On Mon, Apr 5, 2021 at 3:27 AM Loïc Dachary <loic(a)dachary.org> wrote:
<SNIP>
The version with sharding is faster and it finished before the measures
started. The first observable evidence of the optimization, exciting :-) I
changed the test program so that it keeps running forever and will be
killed by the caller when it is no longer needed.
The output was uploaded in ceph-c2c-jmario-2021-04-05-09-26.tar.gz
Hi Loïc:
Your new sharding version looks much better. I do not see any cacheline
contention at all.
Here's some insight into the difference.
The atomic update you're doing to the lock-variable has to both read and
write the lock-variable and does it while it has the cacheline for the
lock-variable locked.
The cpu doing that atomic instruction needs to first get ownership of the
cacheline. If no other threads of execution are also trying to get
ownership of that cacheline, then ownership is granted rather quickly.

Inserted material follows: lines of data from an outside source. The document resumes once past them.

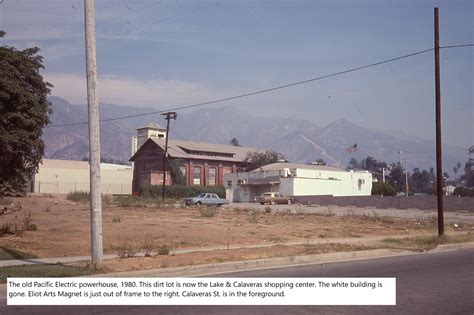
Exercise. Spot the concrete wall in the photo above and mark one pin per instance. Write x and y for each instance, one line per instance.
(63, 177)
(451, 203)
(323, 182)
(299, 182)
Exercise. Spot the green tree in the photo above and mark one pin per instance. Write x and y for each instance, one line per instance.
(353, 164)
(24, 110)
(456, 169)
(468, 178)
(422, 182)
(397, 176)
(256, 159)
(385, 189)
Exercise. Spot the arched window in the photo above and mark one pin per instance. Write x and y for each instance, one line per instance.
(212, 176)
(197, 175)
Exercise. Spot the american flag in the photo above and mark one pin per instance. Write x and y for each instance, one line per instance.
(352, 148)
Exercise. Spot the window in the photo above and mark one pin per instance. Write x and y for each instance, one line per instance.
(212, 176)
(182, 169)
(197, 175)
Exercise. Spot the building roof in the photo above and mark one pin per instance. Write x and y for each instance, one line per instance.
(281, 166)
(152, 126)
(202, 151)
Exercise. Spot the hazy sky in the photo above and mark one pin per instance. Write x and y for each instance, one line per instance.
(172, 53)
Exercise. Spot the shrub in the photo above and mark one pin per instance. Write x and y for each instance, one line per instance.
(464, 192)
(78, 196)
(208, 212)
(254, 216)
(175, 191)
(6, 229)
(27, 225)
(385, 189)
(5, 201)
(164, 250)
(127, 201)
(149, 247)
(126, 250)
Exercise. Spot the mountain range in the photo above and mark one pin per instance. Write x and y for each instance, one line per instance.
(301, 141)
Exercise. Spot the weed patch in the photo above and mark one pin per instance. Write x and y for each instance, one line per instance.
(34, 271)
(126, 250)
(208, 212)
(423, 243)
(78, 196)
(164, 250)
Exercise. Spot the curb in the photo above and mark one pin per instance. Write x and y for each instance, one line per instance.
(269, 263)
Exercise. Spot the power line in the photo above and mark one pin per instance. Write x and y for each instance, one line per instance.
(457, 46)
(265, 90)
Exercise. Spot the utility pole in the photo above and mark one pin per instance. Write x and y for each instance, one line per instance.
(439, 166)
(406, 175)
(168, 116)
(94, 140)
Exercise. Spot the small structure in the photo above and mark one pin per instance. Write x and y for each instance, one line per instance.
(151, 130)
(297, 180)
(65, 176)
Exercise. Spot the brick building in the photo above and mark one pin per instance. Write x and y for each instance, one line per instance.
(202, 163)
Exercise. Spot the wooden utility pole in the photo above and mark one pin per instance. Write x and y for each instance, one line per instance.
(168, 116)
(94, 139)
(439, 161)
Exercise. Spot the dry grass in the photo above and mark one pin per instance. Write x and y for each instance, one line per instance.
(424, 243)
(64, 230)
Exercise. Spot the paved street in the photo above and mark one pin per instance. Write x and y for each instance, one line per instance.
(435, 283)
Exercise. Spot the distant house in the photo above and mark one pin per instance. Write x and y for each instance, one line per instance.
(297, 180)
(201, 163)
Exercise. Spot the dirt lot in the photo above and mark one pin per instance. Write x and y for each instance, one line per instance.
(63, 229)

If, however, there are many other threads of execution trying to get
ownership of that cacheline, then all those cpus must "get in line" and
wait their turn.
In your "without-sharding" case, the average number of machine cycles
needed for the atomic instruction to gain ownership of the cacheline was
751 machine cycles. In the "with-sharding" case, it dropped to 84 machine
cycles.
Understand, however, the above numbers are not perfectly accurate. That's
because perf was instructed to ignore any load instructions that took
faster than 70 machine cycles to complete. The reasoning is at those low
levels of machine cycles, there is no contention, so why burden the perf
tool execution and data collection with the extra processing of fast loads
that aren't relevant to finding cacheline contention. I mention this for
completeness. The drop from 751 to 84 machine cycles is significant.
Do you have something in your code to guarantee that nothing else resides
in the same aligned "128 byte 2-cacheline block" as your locks?
Joe